In this paper we examine a short-lived aseismic slip episode which began immediately following the 2016 Kaikoura earthquake in the South Island of New Zealand. Using synthetic aperture radar data, we form an interferometric synthetic aperture radar time series over the epicentral region of the Kaikoura mainshock. Immediately following the earthquake, we observe 150 mm of localized uplift over an similar to 25-km(2) region which is best explained by an increase in pore pressure within a shallow fluid trap as a result of a coseismic permeability change. After the initial uplift stops, deformation becomes focused along a NE-SW trending discontinuity which cuts through the uplifted region. The fault lies within a large (similar to -4 MPa) stress shadow induced by the coseismic stress change suggesting that failure should be inhibited. However, a reduction in the effective normal stress caused by the local pore pressure increase was sufficient to induce a short-lived aseismic slip episode.

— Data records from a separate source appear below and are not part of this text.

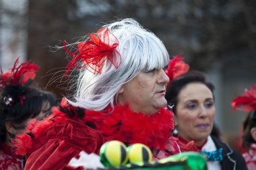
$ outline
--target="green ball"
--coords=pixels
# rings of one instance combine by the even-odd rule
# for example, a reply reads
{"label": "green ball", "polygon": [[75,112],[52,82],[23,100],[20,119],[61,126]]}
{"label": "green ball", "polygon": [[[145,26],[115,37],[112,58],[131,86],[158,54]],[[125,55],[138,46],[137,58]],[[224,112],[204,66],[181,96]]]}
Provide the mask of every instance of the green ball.
{"label": "green ball", "polygon": [[128,159],[131,163],[150,162],[152,161],[152,153],[145,144],[137,143],[127,148]]}
{"label": "green ball", "polygon": [[126,146],[118,140],[105,142],[100,148],[101,163],[105,167],[118,167],[125,165],[128,161]]}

Plain Language Summary Pore fluid pressure plays a critical role in fault behavior. As the pressure increases, the stresses which help prevent the fault from breaking are reduced making it easier for the fault to move. In this study, we use interferometric synthetic aperture radar data to measure an aseismic slip (no earthquakes) episode within the epicentral region of the 2016 Kaikoura earthquake in New Zealand. Localized uplift observed immediately after the earthquake was likely caused by a pore pressure increase within a shallow fluid trap as a result of a coseismic permeability change. The observed uplift rapidly dissipates with displacements becoming focused along a NE-SW trending fault. Because of the position and orientation of the fault relative to the Kaikoura rupture, slip along the fault would have been inhibited by the Kaikoura stress change. However, because of the local increase in pore pressure, the fault was able to move over a period of a few weeks without generating detectable seismic energy until the pore pressure dissipated and the fault relocked. Based on these observations and scaled to larger displacement episodes, along-strike variations in fluid budget could explain the changes in fault behavior observed along larger fault systems.